What do the couch, the floor, and the kitchen counter have in common? They are all appropriate places for kids to do homework. Similarly, silence, music, and conversation are all appropriate backdrops for getting homework done. The key is knowing what works best for your child and matching the environment to her needs.
“First, get away from the idea of one size fits all,” says Neil McNerney, a child and family counselor and author of Homework: A Parent’s Guide to Helping Out Without Freaking Out. He encourages parents to observe their children to see what works—some kids can sing lyrics while completing math problems, some need to dance while reviewing flash cards, and others need silence and a desk.
McNerney says that recent scientific research on study skills and the way people learn “is really turning the educational environment on its ear because some of the stuff is very different from what we have been telling parents for years.” What follows are five unexpected tips to make homework time more effective.
1. Use Helpful Distractions
Ignore the common advice of eliminating distractions and studying in the same quiet place at the same time each day. “We have found these three things are the exact opposite of what most students need,” McNerney says. “A little more distraction, but not too much, allows the brain to hone in more on what it is supposed to focus on.”
Distractions can include music, background conversations, and different places and times for doing homework, he explains. Changes in routine and environment increase most students’ ability to learn because the more novel the environment, the more likely the brain is to retain information.
Distractions don’t work for all kids, however, and not all distractions are equal. Some children need a quiet environment, and as McNerney points out, “music doesn’t usually work for reading.” He also says the television should always be off-limits when studying because “the television sucks you in.”
2. Get Moving
Some children are more physical than others. “If you have a kid who needs to move, let them move. It’s important,” McNerney says. To help his son study, the two would throw a small football back and forth. McNerney would ask a question and toss his son the ball. His son would answer, then toss it back.
“If kids need to stand up when they study—fantastic—let them stand up,” he says. Encourage movement for kids who need to fidget by using silly rewards like running to the kitchen for a pretzel after each correct answer.
3. Study With Friends
Some children like to study in groups. Nowadays, the groups are as likely to be virtual as they are in-person. “If your child can handle studying in a group, then let them message with friends while studying,” McNerney says. “When kids [physically] get together to study, they are going to do some work, chat, do some work, talk again, and do some work.” When kids text, he says, “to them, there is no difference in the medium—it’s all ‘talking with friends.’”

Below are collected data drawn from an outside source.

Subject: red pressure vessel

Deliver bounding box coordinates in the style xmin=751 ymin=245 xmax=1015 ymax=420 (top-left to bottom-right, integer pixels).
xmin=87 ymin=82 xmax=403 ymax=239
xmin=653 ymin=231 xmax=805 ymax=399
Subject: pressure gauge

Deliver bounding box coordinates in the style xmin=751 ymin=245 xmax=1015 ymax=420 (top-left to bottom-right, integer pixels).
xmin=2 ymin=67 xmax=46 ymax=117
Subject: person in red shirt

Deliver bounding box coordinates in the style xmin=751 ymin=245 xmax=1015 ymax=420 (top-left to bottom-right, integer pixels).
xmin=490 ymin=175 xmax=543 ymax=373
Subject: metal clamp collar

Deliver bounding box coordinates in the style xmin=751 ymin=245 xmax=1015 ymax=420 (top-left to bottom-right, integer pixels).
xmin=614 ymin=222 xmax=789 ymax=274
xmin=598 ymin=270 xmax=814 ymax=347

Children who do better studying alone and children who spend more time on social media than on schoolwork should put aside their devices, however. They can connect with friends during regularly scheduled texting breaks.
4. Take Frequent Breaks
“Taking short, regular, frequent breaks helps children stay focused for longer periods of time,” McNerney says. For example, he suggests that elementary school students work in 10-minute blocks followed by five-minute breaks. “Parents often think this is inefficient
because kids spend a third of their time on breaks,” he explains, “but the interesting thing is that the 10 minutes they do spend is so much more efficient that the total time they spend on homework is normally a lot less.”
5. Train the Brain
“When studying for a test, study as if you are taking the test,” McNerney says. Most students study by reviewing information from a textbook or their class notes. On test day, however, they’ll most likely need to work from memory. Forcing your brain to recall information through quizzes and flash cards “dramatically increases the learning and the ability to remember things.”